The backward runs when the `.backward()` method is called on the DAG root. `autograd` then:
- Computes the gradients from each `.grad_fn`
- Accumulates them in the respective tensor's `.grad` attribute
- Using chain rule, propagates all the way to the leaf tensors

Note:
**DAGs are dynamic in PyTorch**; it is important to note that the graph is recreated from scratch. After each `.backward()` call, autograd starts populating a new graph.This is exactly what allows the use of control flow statements in the model; allow for size, shape and operation changes at every iteration if needed.

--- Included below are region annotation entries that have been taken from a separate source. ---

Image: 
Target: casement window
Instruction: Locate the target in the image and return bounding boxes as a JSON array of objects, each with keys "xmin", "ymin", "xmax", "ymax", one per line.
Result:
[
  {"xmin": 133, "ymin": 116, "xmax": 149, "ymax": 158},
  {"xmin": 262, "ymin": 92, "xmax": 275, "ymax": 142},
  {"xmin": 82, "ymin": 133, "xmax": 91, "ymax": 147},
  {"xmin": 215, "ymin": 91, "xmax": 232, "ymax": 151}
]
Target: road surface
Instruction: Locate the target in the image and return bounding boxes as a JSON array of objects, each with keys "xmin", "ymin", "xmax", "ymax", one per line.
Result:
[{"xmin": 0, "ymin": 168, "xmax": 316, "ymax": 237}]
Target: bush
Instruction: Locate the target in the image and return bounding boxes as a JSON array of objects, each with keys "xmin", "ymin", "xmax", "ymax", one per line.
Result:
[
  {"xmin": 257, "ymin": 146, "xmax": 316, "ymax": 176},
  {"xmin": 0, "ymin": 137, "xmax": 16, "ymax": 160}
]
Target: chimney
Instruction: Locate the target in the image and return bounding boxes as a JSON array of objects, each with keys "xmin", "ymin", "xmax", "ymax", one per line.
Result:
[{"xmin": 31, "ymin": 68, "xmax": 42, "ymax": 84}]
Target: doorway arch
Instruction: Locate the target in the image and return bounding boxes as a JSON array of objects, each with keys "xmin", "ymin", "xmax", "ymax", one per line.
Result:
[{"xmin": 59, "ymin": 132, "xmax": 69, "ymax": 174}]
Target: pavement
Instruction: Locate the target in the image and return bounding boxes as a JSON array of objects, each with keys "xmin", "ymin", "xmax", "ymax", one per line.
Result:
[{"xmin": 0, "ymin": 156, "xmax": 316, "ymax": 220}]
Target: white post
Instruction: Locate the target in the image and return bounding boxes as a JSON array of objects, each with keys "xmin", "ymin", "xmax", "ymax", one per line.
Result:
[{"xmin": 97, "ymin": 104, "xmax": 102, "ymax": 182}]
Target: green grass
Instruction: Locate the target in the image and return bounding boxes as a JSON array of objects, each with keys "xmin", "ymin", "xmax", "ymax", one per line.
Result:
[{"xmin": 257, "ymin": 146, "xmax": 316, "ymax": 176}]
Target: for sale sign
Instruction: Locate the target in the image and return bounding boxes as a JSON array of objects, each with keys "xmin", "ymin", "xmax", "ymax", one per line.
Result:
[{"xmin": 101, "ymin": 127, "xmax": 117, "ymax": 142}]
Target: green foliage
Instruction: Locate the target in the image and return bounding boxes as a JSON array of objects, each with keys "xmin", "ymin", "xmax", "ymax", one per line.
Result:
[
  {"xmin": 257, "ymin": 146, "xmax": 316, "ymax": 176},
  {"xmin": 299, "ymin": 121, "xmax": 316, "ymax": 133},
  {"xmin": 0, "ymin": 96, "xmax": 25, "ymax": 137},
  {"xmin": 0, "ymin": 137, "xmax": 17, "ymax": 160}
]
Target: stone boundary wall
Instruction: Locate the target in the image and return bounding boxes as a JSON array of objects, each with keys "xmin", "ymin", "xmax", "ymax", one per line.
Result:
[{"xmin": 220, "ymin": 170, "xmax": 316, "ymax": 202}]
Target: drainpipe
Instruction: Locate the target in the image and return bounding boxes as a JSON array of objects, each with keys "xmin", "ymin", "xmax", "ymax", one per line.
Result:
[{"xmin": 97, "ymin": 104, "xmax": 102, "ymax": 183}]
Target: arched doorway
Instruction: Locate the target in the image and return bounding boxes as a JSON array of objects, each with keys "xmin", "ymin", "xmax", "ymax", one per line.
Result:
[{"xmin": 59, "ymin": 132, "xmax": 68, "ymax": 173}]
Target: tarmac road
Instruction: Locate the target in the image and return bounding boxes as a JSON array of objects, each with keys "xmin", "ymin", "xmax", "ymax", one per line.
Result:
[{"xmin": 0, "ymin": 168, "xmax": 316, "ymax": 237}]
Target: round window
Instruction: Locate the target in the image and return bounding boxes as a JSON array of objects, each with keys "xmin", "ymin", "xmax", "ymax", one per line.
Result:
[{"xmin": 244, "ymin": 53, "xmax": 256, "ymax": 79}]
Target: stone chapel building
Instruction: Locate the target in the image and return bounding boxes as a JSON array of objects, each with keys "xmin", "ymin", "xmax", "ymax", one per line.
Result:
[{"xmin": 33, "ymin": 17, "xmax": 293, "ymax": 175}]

### Optional Reading: Tensor Gradients and Jacobian Products
In many cases, we have a scalar loss function, and we need to compute the gradient with respect to some parameters. However, there are cases when the output function is an arbitrary tensor. In this case, PyTorch allows the computation of so-called [Jacobian Products](https://en.wikipedia.org/wiki/Jacobian_matrix_and_determinant), and not the actual gradient.

Instead of computing the full **Jacobian Matrix** itself, PyTorch allows you to compute the **Jacobian Product** *v^T . J* for a given input vector, *v*. This is achieved by calling `backward` with *v* as an argument. The size of *v* is the same as the original tensor, with respect to which we want to compute the product.

In [9]:
inp = torch.eye(5, requires_grad=True)
out = (inp+1).pow(2)
out.backward(torch.ones_like(inp), retain_graph=True)
print (f"First call\n{inp.grad}")
out.backward(torch.ones_like(inp), retain_graph=True)
print (f"Second call\n{inp.grad}")
inp.grad.zero_()
out.backward(torch.ones_like(inp), retain_graph=True)
print (f"Second call\n{inp.grad}")

First call
tensor([[4., 2., 2., 2., 2.],
        [2., 4., 2., 2., 2.],
        [2., 2., 4., 2., 2.],
        [2., 2., 2., 4., 2.],
        [2., 2., 2., 2., 4.]])
Second call
tensor([[8., 4., 4., 4., 4.],
        [4., 8., 4., 4., 4.],
        [4., 4., 8., 4., 4.],
        [4., 4., 4., 8., 4.],
        [4., 4., 4., 4., 8.]])
Second call
tensor([[4., 2., 2., 2., 2.],
        [2., 4., 2., 2., 2.],
        [2., 2., 4., 2., 2.],
        [2., 2., 2., 4., 2.],
        [2., 2., 2., 2., 4.]])


Notice that when we call `backward` for the second time with the same argument, the value of the gradient is different. This happens because we are doing *backward propagation*. PyTorch **accumulates the gradients**, i.e. the value of computed gradients is added to the `grad` property of all leaf nodes of the computational graph. If you want to compute the proper gradients, you need to zero out the `grad` property before. In real-life training an *optimizer* helps us to do this.

Note:
We previously call `backward()` function without parameters. This is essentially equivalent to calling `backward(torch.tensor(1.0))`, which is a useful way to compute the gradients in case of a scalar-valued function, such as loss during neural network training.